The author has been described by News Ltd as an "iconoclast", "Svengali", a pollie's "economist muse", and "pungently accurate". Fairfax says he is a "Renaissance man" and "one of Australia’s most respected analysts." Stephen Koukoulas concludes that he is "85% right", and "would make a great Opposition leader." Terry McCrann claims the author thinks "‘nuance’ is a trendy village in the south of France", but can be "scintillating" when he thinks "clearly". The ACTU reckons he’s "an enigma wrapped in a Bloomberg terminal, wrapped in some apparently well-honed abs."

Wednesday, June 23, 2010

Dissent at the Bank of England--RBA should follow suit

The Financial Times tells us about monetary policy dissent at the Bank of England, and the first call for a rate rise since August 2008 according to Reuters. Bring on the inflation hawks, I say. I can guarantee you that there are many of the feathered predators over at the RBA, which has been conspicuously hawkish since the ascendancy of Mr Stevens. And rightly so (although the time was emphatically not right back in early 2008)...Price inflation will be a problem whose time eventually comes. Stevens will be proven correct in the long-run. On a related note, our central bank should follow the BoE's lead and release the voting records of individual members for public scrutiny. Now that would truly be some ground-breaking transparency. Go on, Glenn--change the way we do business:

"The Governor invited the Committee to vote on the proposition that:

*Bank Rate should be maintained at 0.5%;

*The Bank of England should maintain the stock of asset purchases financed by the issuance of central bank reserves at £200 billion.

Seven members of the Committee (the Governor, Charles Bean, Paul Tucker, Spencer Dale, Paul Fisher, David Miles and Adam Posen) voted in favour of the proposition. Andrew Sentance voted against, preferring an increase in Bank Rate of 25 basis points...

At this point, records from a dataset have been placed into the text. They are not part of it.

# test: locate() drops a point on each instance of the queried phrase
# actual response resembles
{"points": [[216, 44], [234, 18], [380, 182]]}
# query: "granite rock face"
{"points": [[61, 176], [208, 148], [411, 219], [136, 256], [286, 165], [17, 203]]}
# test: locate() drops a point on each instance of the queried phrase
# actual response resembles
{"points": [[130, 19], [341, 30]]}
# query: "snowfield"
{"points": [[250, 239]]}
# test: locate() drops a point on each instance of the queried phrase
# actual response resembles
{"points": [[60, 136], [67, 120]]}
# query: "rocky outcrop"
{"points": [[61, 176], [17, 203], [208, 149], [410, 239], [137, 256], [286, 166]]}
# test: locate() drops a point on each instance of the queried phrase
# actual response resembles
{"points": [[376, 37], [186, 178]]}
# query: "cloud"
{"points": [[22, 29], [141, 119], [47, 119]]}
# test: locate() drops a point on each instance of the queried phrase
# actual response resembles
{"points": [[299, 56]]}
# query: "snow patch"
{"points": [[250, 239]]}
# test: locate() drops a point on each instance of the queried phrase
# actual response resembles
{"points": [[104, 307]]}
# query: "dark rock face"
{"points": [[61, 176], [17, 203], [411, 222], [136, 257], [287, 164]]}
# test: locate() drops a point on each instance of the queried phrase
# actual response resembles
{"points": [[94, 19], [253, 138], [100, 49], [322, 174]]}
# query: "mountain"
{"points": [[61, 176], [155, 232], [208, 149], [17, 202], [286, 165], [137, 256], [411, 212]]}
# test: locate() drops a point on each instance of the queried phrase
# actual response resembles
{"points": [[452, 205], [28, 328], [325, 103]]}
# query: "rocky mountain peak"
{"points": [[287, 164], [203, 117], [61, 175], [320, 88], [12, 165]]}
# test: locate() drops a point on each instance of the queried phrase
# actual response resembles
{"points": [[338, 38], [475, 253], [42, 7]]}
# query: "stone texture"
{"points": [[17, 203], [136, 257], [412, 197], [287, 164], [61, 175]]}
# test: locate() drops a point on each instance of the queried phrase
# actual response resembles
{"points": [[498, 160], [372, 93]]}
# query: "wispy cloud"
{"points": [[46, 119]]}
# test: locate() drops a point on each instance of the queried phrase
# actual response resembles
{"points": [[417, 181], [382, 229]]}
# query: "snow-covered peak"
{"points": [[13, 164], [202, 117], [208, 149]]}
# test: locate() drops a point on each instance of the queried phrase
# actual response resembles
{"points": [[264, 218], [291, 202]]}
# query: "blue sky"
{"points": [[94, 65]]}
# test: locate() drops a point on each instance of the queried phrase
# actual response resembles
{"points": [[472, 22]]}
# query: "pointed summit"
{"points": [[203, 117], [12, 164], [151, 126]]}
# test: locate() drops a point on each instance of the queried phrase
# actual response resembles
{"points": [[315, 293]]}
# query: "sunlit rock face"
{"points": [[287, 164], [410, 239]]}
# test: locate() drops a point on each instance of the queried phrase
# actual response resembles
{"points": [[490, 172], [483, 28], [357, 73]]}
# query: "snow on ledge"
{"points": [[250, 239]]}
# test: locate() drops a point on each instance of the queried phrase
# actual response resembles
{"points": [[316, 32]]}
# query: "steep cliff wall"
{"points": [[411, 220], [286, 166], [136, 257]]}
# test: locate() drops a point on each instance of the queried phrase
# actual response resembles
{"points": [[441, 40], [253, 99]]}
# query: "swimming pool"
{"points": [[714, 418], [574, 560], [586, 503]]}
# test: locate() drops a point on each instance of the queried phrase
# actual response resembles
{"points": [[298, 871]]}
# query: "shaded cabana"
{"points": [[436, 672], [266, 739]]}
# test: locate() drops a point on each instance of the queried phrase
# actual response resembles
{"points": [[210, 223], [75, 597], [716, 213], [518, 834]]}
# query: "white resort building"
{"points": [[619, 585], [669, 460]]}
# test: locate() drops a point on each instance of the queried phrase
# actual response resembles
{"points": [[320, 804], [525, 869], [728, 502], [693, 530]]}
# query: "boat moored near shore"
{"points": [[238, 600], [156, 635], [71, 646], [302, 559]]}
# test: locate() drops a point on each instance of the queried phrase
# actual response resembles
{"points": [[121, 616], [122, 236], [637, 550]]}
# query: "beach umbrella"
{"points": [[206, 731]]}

For one member, developments over the past month were consistent with a pattern which had been developing over the past year. Inflation had proved resilient in the aftermath of the recession, casting doubt on the future dampening impact of spare capacity on inflation. Demand had recovered at home and abroad, and the average growth of the main measures of UK nominal demand in recent quarters had been above typical pre-recession rates. Despite current uncertainties, for this member, it was appropriate to begin to withdraw gradually some of the exceptional monetary stimulus provided by the easing in policy in late 2008 and 2009."